Alemania pulveriza récords de coches eléctricos en mayo: 59.969 unidades
La cifra es para enmarcarla: 59.969 coches eléctricos matriculados en Alemania durante mayo. El dato, difundido sin mucho bombo, sitúa al país germano en una senda de electrificación que no deja indiferente a nadie. Los modelos más vendidos, el Škoda Elroq y el Volkswagen ID3, ambos del grupo Volkswagen, apuntalan la apuesta del gigante alemán por lo eléctrico. Pero el debate sobre si esto es un éxito o un suicidio industrial está más abierto que nunca.
¿Éxito de ventas o derrumbe industrial?
Por un lado, hay quien ve en estas cifras la confirmación de que la transición avanza según lo previsto. La independencia energética, la reducción de emisiones y la fiabilidad de las baterías –con ejemplos de vehículos que superan los 500.000 kilómetros sin cambiar la batería– son los argumentos esgrimidos. La infraestructura de carga, con mapas como electromaps.com, demuestra que la red se expande.
Por el otro lado, los escépticos señalan que Alemania está tirando por la borda su industria automovilística, la más potente del siglo XXI, para complacer a competidores japoneses y estadounidenses. El coste energético, el hundimiento del mercado ruso tras las sanciones, y la duda sobre el valor residual de los eléctricos a diez años son los puntos débiles. Algunos recuerdan que el plan de descarbonización fue impulsado por los propios alemanes, pero la ejecución está dejando cadáveres industriales.
El modelo que lidera: Škoda Elroq
El Škoda Elroq, un SUV compacto eléctrico, se ha convertido en el modelo más vendido en mayo, seguido del Volkswagen ID3. Esto indica que el grupo Volkswagen está logrando posicionar sus modelos eléctricos en el mercado masivo, aunque el precio y la autonomía siguen siendo barreras. La pregunta del millón: ¿puede la industria alemana mantener su liderazgo global mientras cambia el motor de combustión por uno eléctrico?
El dilema de la batería y la longevidad
Uno de los puntos más calientes es la duración de las baterías.

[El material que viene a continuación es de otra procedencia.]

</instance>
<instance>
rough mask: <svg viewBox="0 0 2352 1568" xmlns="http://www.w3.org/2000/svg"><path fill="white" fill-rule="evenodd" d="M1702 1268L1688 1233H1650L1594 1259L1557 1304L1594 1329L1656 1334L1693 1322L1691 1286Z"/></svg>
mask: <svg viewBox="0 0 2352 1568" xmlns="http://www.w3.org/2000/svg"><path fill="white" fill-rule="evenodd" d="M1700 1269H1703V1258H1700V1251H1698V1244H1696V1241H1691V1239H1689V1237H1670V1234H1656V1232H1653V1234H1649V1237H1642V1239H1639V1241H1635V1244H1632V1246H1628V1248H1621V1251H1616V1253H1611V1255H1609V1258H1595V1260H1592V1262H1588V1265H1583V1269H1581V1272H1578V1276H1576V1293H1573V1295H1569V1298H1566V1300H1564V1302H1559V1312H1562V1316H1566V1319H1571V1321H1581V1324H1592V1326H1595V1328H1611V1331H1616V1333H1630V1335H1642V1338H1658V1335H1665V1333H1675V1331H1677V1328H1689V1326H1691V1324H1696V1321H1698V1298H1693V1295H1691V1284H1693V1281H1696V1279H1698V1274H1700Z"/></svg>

Mientras unos defienden que ya hay baterías con 500.000 kilómetros y que el 95% de los coches de combustión no llegan a esa cifra, otros contraatacan con ejemplos de Mercedes con 1,2 millones de kilómetros. La realidad es que los datos sobre degradación a largo plazo aún son escasos, y la comparación con un cambio de motor es engañosa: un motor de combustión puede repararse; una batería, en muchos casos, no.
Lo cierto es que la transición no tiene marcha atrás, pero el camino está lleno de baches. Mientras las matriculaciones de eléctricos suben, la industria tradicional se resiente, y el debate sobre si Alemania está haciendo los deberes o cavando su tumba sigue sin resolverse.